National crown for Miss Burlesque
- Dominic Dietrich
- Thursday, 19 April 2012
Australia’s burlesque community is set to battle it out in a night of frills, spills, trills and politics.
The third annual Miss Burlesque Australia competition is holding its Grand Final at the Enmore Theatre on Saturday, April 21.
The evening will play host to performances from the winners of the six recent state finals and three “wild card” entries, as they compete to be crowned Miss Burlesque Australia 2012.
Cassandra Atkins, co-founder of the event, said the competition is largely about teaching the performers the history of burlesque.
“A lot of girls think [burlesque] is Christina Aguilera, which it definitely isn’t,” she said.
“We’ve made the girls do some research. They have to get on the Internet and research on YouTube and watch the old stars perform the old moves and make them learn the old moves.”
Each performer must include a classic routine, and either a neo-burlesque or unique performance.

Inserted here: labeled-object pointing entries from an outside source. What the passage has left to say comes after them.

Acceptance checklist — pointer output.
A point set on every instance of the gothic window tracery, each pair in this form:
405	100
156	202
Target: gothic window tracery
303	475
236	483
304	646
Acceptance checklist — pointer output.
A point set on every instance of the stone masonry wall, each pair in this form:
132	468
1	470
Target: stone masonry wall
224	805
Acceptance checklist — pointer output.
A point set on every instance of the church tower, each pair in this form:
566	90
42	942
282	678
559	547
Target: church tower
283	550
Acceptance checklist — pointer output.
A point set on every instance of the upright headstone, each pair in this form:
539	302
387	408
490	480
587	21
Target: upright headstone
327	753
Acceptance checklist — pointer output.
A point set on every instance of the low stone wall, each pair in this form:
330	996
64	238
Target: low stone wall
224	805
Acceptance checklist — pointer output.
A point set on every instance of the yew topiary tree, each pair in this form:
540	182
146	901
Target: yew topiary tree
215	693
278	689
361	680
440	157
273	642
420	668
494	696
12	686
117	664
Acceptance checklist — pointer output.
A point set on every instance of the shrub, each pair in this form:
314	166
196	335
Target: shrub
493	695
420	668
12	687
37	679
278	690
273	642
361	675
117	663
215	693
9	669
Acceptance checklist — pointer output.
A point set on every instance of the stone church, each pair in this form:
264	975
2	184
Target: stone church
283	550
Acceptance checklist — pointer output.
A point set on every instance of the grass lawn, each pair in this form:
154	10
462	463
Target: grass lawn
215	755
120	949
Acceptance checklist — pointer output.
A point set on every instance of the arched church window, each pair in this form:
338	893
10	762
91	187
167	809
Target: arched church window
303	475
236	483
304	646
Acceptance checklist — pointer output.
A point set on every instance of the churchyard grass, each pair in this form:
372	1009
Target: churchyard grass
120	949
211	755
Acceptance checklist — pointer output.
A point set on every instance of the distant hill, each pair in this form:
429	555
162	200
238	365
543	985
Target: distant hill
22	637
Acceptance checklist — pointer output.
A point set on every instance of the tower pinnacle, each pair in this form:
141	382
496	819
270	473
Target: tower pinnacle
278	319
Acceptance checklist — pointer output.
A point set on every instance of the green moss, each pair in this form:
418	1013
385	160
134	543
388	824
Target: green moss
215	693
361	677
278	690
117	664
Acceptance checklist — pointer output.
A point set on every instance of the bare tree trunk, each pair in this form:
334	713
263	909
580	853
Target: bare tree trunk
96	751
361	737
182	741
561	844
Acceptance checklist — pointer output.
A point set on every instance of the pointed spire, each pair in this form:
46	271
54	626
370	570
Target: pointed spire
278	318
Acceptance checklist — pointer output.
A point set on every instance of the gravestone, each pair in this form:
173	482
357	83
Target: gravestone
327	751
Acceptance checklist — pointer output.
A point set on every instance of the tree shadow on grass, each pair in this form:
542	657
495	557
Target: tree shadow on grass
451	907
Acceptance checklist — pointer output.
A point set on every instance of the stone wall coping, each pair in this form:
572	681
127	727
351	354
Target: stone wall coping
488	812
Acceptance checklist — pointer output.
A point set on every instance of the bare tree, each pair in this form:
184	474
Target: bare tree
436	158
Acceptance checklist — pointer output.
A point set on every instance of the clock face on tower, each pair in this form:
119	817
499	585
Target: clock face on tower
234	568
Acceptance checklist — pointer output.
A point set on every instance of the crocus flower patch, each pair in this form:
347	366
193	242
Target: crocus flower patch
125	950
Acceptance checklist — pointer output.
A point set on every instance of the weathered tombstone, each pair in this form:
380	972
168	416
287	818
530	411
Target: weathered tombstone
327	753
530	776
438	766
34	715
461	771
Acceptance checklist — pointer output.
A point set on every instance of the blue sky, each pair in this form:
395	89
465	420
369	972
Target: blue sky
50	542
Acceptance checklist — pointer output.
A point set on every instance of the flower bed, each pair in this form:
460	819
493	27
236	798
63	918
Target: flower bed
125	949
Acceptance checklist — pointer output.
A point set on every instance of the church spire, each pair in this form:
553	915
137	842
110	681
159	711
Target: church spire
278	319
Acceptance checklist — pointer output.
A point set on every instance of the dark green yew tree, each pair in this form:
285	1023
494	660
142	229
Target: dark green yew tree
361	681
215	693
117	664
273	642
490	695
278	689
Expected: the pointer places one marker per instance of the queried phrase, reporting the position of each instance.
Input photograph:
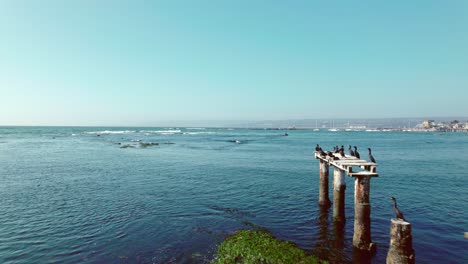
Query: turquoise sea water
(68, 195)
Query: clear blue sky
(149, 62)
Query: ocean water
(96, 195)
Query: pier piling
(323, 189)
(339, 187)
(401, 243)
(362, 228)
(364, 172)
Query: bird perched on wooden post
(398, 213)
(322, 153)
(371, 158)
(351, 152)
(342, 153)
(356, 154)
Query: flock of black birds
(340, 152)
(355, 153)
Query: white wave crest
(198, 133)
(110, 132)
(163, 132)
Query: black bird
(398, 213)
(342, 153)
(370, 156)
(356, 154)
(321, 152)
(351, 152)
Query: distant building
(428, 124)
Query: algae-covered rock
(248, 246)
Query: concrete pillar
(339, 187)
(323, 188)
(401, 243)
(362, 228)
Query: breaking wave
(110, 132)
(162, 132)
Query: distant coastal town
(428, 125)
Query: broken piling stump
(401, 243)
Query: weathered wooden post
(362, 228)
(339, 187)
(401, 243)
(323, 189)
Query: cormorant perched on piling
(370, 156)
(342, 153)
(398, 213)
(356, 154)
(351, 152)
(322, 153)
(336, 149)
(332, 156)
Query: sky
(153, 62)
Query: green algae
(249, 246)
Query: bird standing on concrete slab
(370, 156)
(351, 152)
(356, 154)
(398, 213)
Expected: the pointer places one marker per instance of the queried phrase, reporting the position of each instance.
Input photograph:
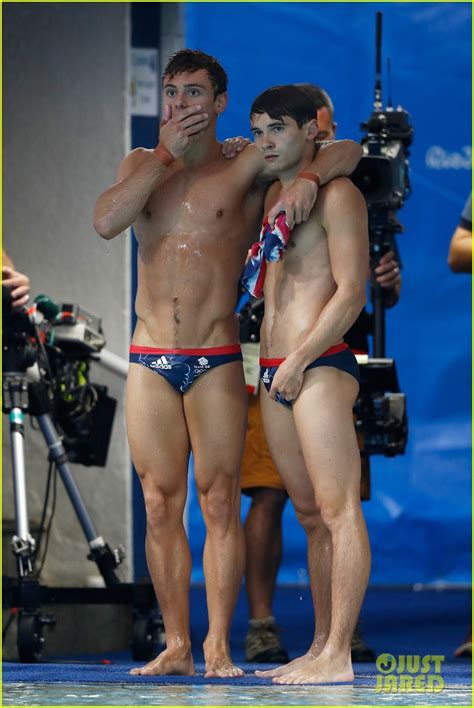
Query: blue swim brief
(181, 367)
(340, 357)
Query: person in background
(17, 284)
(460, 248)
(460, 261)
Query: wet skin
(312, 296)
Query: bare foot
(171, 662)
(287, 668)
(222, 666)
(320, 670)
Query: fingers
(18, 303)
(231, 146)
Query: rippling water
(21, 694)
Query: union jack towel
(271, 246)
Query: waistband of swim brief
(332, 350)
(206, 351)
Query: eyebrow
(271, 125)
(185, 85)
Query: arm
(335, 159)
(345, 222)
(139, 172)
(460, 251)
(389, 277)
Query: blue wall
(419, 517)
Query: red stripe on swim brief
(332, 350)
(207, 351)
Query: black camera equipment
(383, 177)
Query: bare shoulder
(131, 161)
(339, 192)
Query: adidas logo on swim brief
(161, 363)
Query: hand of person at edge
(296, 201)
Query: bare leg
(216, 415)
(263, 540)
(286, 451)
(159, 446)
(323, 417)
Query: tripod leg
(23, 543)
(106, 559)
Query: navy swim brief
(340, 357)
(181, 367)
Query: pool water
(22, 694)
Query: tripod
(21, 396)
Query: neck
(203, 150)
(287, 177)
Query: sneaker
(262, 643)
(465, 649)
(360, 652)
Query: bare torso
(193, 235)
(298, 287)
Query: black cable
(43, 513)
(8, 625)
(50, 522)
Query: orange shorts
(258, 469)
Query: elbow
(103, 227)
(355, 152)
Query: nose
(180, 101)
(267, 142)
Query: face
(192, 89)
(326, 125)
(281, 141)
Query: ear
(221, 102)
(311, 129)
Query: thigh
(216, 415)
(323, 418)
(285, 449)
(157, 433)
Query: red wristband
(164, 155)
(310, 177)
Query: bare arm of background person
(18, 283)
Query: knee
(220, 505)
(339, 511)
(162, 508)
(309, 517)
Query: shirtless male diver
(194, 214)
(313, 294)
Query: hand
(231, 146)
(387, 272)
(179, 131)
(296, 201)
(288, 380)
(19, 285)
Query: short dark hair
(288, 100)
(193, 60)
(320, 98)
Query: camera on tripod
(62, 340)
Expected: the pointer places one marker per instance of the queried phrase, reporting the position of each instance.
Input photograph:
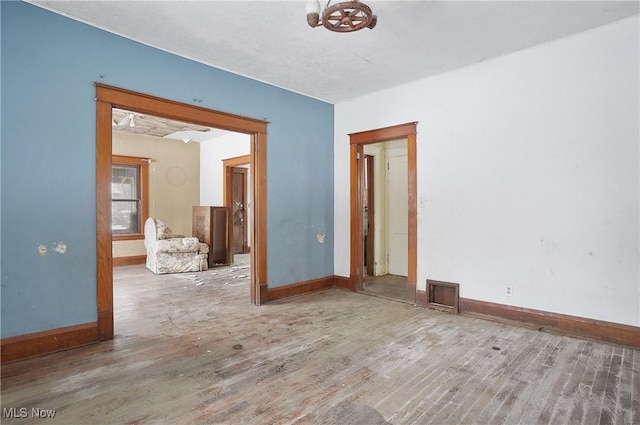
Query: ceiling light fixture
(346, 16)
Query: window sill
(137, 236)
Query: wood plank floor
(387, 286)
(189, 349)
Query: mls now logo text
(23, 412)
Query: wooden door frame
(109, 97)
(227, 190)
(371, 213)
(357, 142)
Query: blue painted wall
(49, 65)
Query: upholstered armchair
(167, 253)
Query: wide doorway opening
(109, 98)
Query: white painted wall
(528, 174)
(212, 153)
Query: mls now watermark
(23, 412)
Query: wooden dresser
(211, 226)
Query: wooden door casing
(239, 210)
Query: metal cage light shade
(346, 16)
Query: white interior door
(398, 214)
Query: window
(129, 196)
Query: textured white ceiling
(270, 41)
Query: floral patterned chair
(169, 253)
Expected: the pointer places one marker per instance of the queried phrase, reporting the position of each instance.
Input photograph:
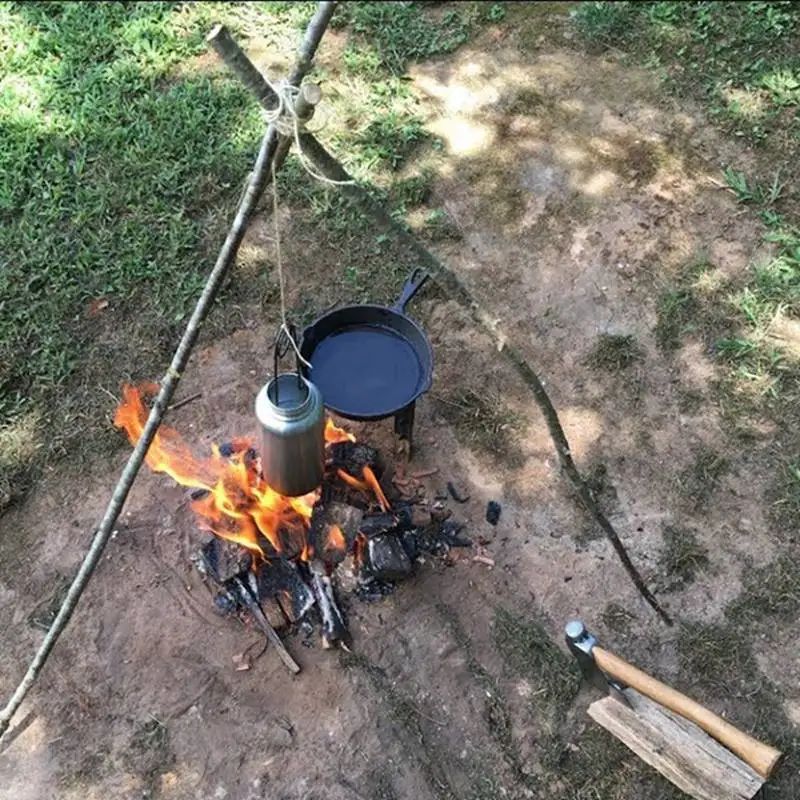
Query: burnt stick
(259, 179)
(263, 623)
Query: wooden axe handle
(760, 756)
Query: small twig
(263, 623)
(424, 473)
(185, 402)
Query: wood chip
(242, 663)
(424, 473)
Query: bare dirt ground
(576, 192)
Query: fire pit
(282, 560)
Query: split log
(261, 175)
(334, 630)
(456, 288)
(249, 601)
(683, 753)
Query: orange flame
(336, 540)
(238, 505)
(370, 483)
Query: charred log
(385, 559)
(377, 524)
(280, 580)
(334, 630)
(224, 560)
(352, 457)
(329, 545)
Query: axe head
(581, 643)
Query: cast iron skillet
(369, 362)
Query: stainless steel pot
(291, 418)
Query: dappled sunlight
(20, 440)
(784, 333)
(599, 184)
(462, 136)
(748, 103)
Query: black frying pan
(370, 362)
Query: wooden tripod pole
(259, 179)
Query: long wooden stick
(259, 179)
(253, 607)
(332, 169)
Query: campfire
(281, 558)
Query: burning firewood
(334, 630)
(326, 520)
(249, 601)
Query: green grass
(698, 482)
(740, 58)
(683, 556)
(615, 352)
(483, 421)
(122, 161)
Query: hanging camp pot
(292, 421)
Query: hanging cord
(279, 262)
(287, 123)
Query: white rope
(279, 262)
(287, 123)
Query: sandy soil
(578, 192)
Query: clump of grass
(738, 57)
(615, 352)
(390, 139)
(482, 421)
(683, 556)
(439, 226)
(398, 33)
(771, 591)
(412, 192)
(531, 653)
(697, 482)
(617, 618)
(785, 496)
(676, 309)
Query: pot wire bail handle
(284, 342)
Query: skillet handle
(415, 282)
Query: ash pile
(364, 536)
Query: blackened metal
(224, 560)
(334, 629)
(386, 559)
(455, 494)
(400, 354)
(286, 335)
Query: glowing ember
(336, 540)
(238, 505)
(368, 484)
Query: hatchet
(604, 669)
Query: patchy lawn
(616, 183)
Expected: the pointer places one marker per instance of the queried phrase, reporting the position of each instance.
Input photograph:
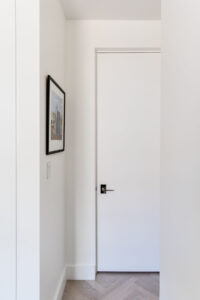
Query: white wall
(7, 153)
(85, 37)
(53, 53)
(19, 192)
(28, 150)
(180, 205)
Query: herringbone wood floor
(115, 286)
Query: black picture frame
(49, 84)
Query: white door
(128, 161)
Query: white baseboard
(61, 286)
(80, 272)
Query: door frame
(108, 51)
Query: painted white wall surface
(180, 155)
(28, 150)
(53, 197)
(7, 152)
(85, 36)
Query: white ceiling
(112, 9)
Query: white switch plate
(48, 170)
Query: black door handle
(104, 189)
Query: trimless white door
(128, 161)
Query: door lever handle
(104, 190)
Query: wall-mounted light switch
(48, 170)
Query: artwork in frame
(55, 118)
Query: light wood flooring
(115, 286)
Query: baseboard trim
(61, 285)
(80, 272)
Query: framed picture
(55, 118)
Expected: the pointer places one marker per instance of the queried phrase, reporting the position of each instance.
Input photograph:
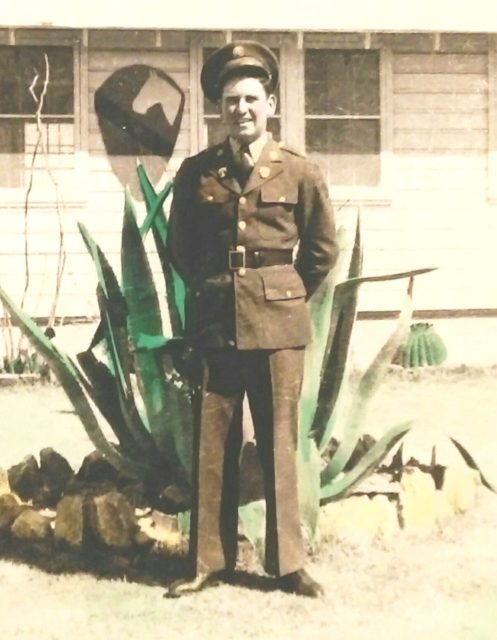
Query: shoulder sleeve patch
(293, 150)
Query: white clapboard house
(403, 123)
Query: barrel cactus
(423, 347)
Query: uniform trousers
(272, 380)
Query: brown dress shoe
(185, 586)
(301, 583)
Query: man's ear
(272, 101)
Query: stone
(161, 528)
(112, 520)
(460, 486)
(9, 511)
(31, 526)
(386, 515)
(351, 519)
(418, 502)
(25, 478)
(56, 472)
(445, 510)
(96, 469)
(69, 522)
(4, 482)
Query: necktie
(245, 163)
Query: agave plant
(146, 399)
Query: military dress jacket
(284, 206)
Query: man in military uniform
(251, 232)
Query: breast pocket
(275, 212)
(215, 207)
(282, 283)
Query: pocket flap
(211, 192)
(279, 191)
(282, 283)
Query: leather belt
(240, 258)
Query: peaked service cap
(246, 55)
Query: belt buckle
(236, 258)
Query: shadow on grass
(146, 568)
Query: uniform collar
(267, 166)
(255, 147)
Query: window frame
(381, 193)
(14, 197)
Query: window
(19, 66)
(342, 114)
(214, 129)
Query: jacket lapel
(222, 168)
(269, 165)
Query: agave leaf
(68, 376)
(112, 307)
(470, 461)
(336, 352)
(253, 519)
(156, 220)
(320, 310)
(368, 385)
(334, 487)
(154, 203)
(144, 317)
(103, 391)
(114, 313)
(309, 465)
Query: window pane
(11, 136)
(341, 82)
(19, 66)
(343, 136)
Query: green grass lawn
(442, 587)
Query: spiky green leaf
(334, 487)
(68, 376)
(470, 461)
(166, 416)
(368, 384)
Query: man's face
(245, 108)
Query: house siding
(436, 211)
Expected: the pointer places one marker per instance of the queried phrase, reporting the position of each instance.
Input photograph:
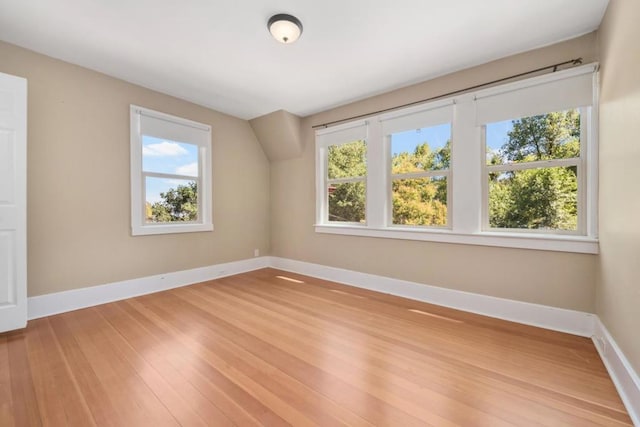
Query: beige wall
(618, 287)
(78, 181)
(553, 278)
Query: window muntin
(170, 174)
(346, 182)
(533, 166)
(420, 163)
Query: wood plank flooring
(275, 348)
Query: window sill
(546, 242)
(147, 230)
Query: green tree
(347, 200)
(420, 201)
(543, 197)
(543, 137)
(178, 204)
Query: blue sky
(437, 137)
(161, 155)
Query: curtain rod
(576, 61)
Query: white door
(13, 202)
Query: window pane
(544, 137)
(422, 149)
(171, 200)
(543, 198)
(347, 160)
(346, 202)
(420, 201)
(163, 156)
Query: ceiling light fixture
(285, 28)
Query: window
(420, 176)
(513, 165)
(532, 170)
(346, 175)
(343, 158)
(170, 174)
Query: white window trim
(465, 178)
(139, 227)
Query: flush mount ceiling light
(285, 28)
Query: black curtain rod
(576, 61)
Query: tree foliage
(423, 200)
(535, 198)
(416, 201)
(347, 200)
(541, 198)
(177, 204)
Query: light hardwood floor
(261, 349)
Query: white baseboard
(61, 302)
(558, 319)
(622, 373)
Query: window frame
(466, 211)
(182, 131)
(582, 171)
(418, 174)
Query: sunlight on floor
(435, 315)
(289, 279)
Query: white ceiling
(219, 53)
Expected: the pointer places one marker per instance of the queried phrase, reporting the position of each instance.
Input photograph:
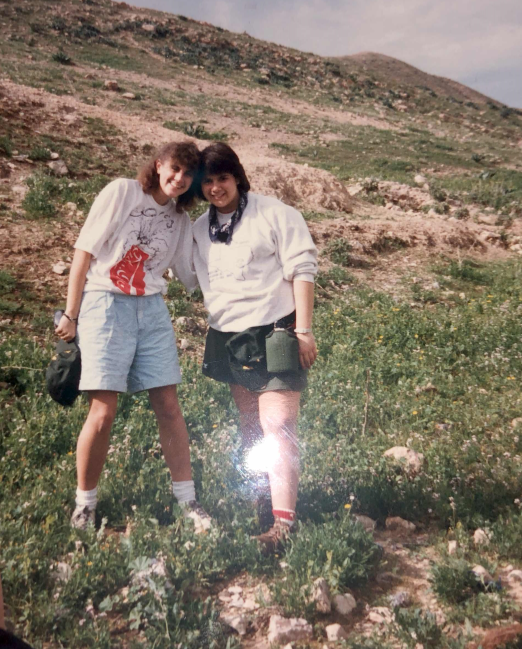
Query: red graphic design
(129, 274)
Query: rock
(398, 523)
(283, 629)
(400, 599)
(452, 547)
(481, 537)
(156, 568)
(335, 632)
(321, 595)
(499, 637)
(60, 268)
(515, 575)
(429, 387)
(380, 615)
(111, 84)
(344, 604)
(482, 574)
(410, 458)
(62, 572)
(58, 167)
(368, 523)
(237, 622)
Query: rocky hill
(412, 188)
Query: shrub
(453, 581)
(340, 551)
(62, 57)
(39, 200)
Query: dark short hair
(186, 154)
(220, 158)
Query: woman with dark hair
(135, 231)
(256, 261)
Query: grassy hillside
(412, 188)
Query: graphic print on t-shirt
(145, 246)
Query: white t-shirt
(134, 240)
(248, 282)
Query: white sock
(87, 498)
(184, 491)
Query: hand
(66, 330)
(307, 350)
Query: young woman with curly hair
(135, 231)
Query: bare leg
(278, 415)
(173, 431)
(248, 405)
(93, 442)
(2, 621)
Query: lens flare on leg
(263, 456)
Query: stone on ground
(407, 456)
(481, 537)
(368, 523)
(344, 604)
(398, 523)
(335, 632)
(283, 629)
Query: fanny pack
(266, 349)
(63, 374)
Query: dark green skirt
(250, 372)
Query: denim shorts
(127, 342)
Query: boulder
(111, 84)
(398, 523)
(335, 632)
(237, 622)
(411, 459)
(282, 630)
(344, 604)
(58, 167)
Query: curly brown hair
(184, 153)
(219, 158)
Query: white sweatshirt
(133, 240)
(248, 282)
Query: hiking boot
(82, 517)
(194, 511)
(274, 540)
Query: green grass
(369, 344)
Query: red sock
(286, 516)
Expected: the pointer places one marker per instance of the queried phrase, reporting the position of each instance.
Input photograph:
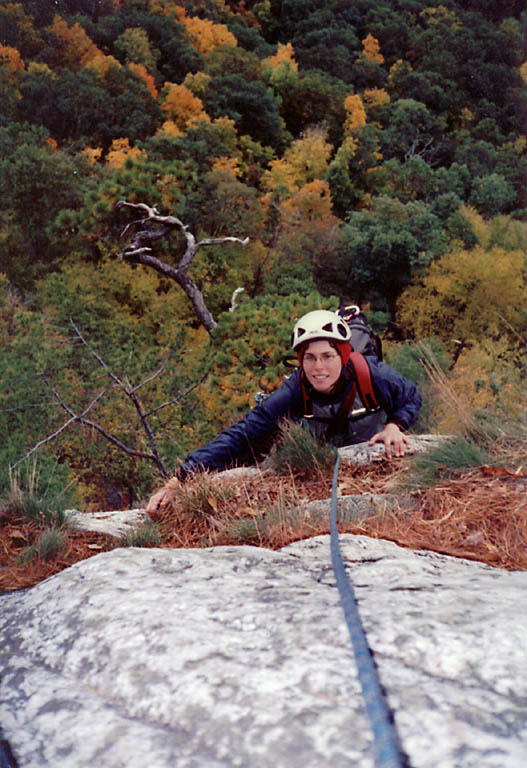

Classic is the burlesque style dominant before the 1960s.
It includes moves such as the bump, where the dancer thrusts their pelvis forward and the grind, where they rotate their pelvis around.
There is also the shimmy, with the performer shaking their top or bottom. Performers must also master the costumes of the period.
Neo-burlesque is part of the post-1960s evolution of the art. The performance must have a story, or an element of comedy, parody or even politics.
This year, Briana Bluebell (pictured), runner-up in 2010, is planning a performance replete with religious themes.
A unique performance is where each performer shows off an individual interpretation of burlesque.
Ms Atkins said the audience also learns something about the many faces of burlesque.
“A lot of people will come to the competition and they’ve only ever seen [neo-burlesque] acts or a certain type of style, and they haven’t seen another one.”
Sina King, who won the competition last year, said she loved working with the audience.
“They’re usually very up for unique ideas, and something a little bit left of centre. They can be quite boisterous,” she said.
“If they like something they’ll scream; if they don’t like something they’ll boo. They are a very reactive crowd.”
The night will also include unique acts from several male burlesque dancers, with the winner taking out the inaugural Mr Boylesque Competition.